As mentioned earlier, the wavelength of X-rays ranges from 1 nanometer (10^-9 meters) to 0.01 nanometers, which is close to the scale of atoms, and X-rays also have very strong penetrating power. Therefore, scientists use X-ray diffraction to construct more detailed microscopes.

X-rays are electromagnetic waves with wavelengths exactly at the atomic scale. When they are incident on a crystal material at a specific angle, they are reflected by the regularly arranged atomic layers.

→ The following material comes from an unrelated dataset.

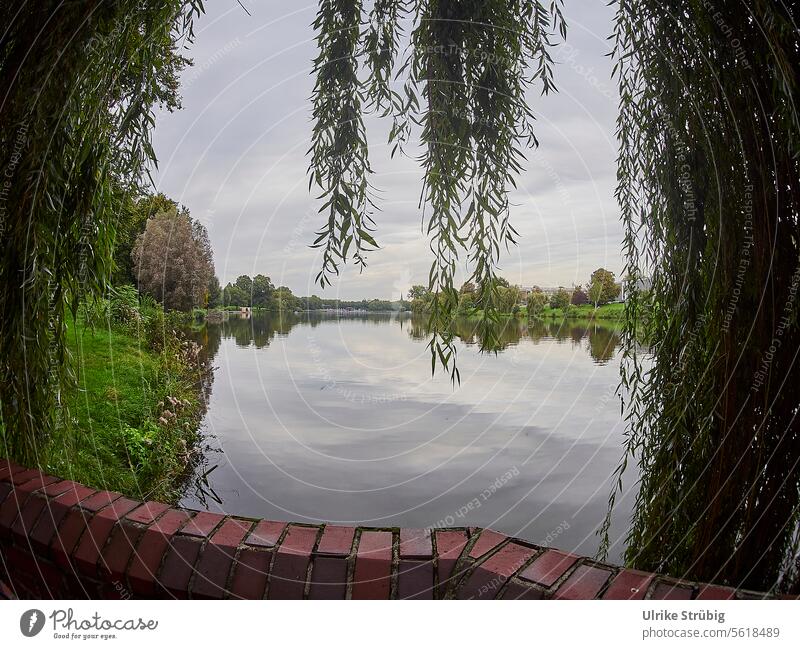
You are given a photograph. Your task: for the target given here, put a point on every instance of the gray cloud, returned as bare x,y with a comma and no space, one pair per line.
235,155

The reflection process follows Bragg's law, which states that only when the atomic layer spacing and the incident wavelength satisfy a fixed equation will diffracted waves be produced. Therefore, by detecting X-rays at different incident or exit angles, one can obtain various possible atomic layer spacings within the material, and thus infer the arrangement of atoms. X-ray diffraction is like putting on a sophisticated "glasses" for observers, allowing them to "perceive" the arrangement of atoms in crystalline materials through "perspective."

Neutron Scattering In addition to X-ray diffraction, we can also use neutron scattering to investigate the arrangement of atoms. Neutrons are electrically neutral (no net charge) and will mainly be reflected by atomic nuclei, allowing for a very precise determination of atomic positions. Neutrons also carry a magnetic moment, so they have another unique function—to detect the arrangement of internal magnetic moments in materials and study the origin of solid-state magnetism.

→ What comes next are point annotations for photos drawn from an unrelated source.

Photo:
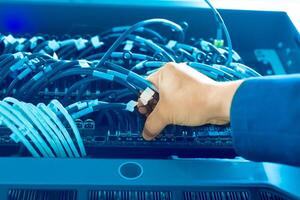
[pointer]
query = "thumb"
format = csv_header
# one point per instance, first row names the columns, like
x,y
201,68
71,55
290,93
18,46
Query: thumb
x,y
154,124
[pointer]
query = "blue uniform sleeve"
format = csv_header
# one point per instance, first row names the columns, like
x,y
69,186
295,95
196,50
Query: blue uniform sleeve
x,y
265,119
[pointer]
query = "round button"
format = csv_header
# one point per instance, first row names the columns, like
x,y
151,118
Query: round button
x,y
130,170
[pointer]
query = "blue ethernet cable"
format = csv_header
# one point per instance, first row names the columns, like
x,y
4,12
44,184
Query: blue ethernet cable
x,y
20,119
227,35
65,137
37,77
132,29
44,129
129,76
42,78
18,135
99,107
248,70
54,104
100,74
31,117
14,116
153,46
30,67
121,29
210,68
121,55
53,130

The scattering of X-rays and neutrons can also be used to study the dynamic properties of atoms or electrons in materials. For example, the thermal vibration of atoms, the mode of electron motion, the interaction between electrons and atomic nuclei, the interaction process between electrons, and many other related issues. These dynamic processes are the microscopic manifestations of the macroscopic properties of materials such as heat, electricity, and magnetism. By studying them, we can help and promote our understanding of the properties of materials and guide us in finding more suitable materials for applications.

X-ray diffraction and neutron scattering are important means for modern condensed matter physics research, and their implementation relies on large-scale scientific instruments (such as synchrotrons and nuclear reactors) to provide X-ray and neutron sources. The Shanghai Synchrotron Radiation Facility (SSRF) in China and the China Spallation Neutron Source (CSNS) under construction are examples of such facilities.

Quasicrystals

Quasicrystals are solid materials that combine two or more different crystal structures. They can be obtained by rapidly cooling a metal alloy liquid at high temperatures and are a kind of solid state material between crystals and non-crystals. Different crystals can combine to produce these materials with unique symmetries. Like crystals, quasicrystals also have regular shapes, but their shapes are very strange.

The discovery of quasicrystals reveals the wonders of nature. Therefore, in 2011, the discoverer of quasicrystals, Israeli scientist Shechtman, was awarded the Nobel Prize in Chemistry.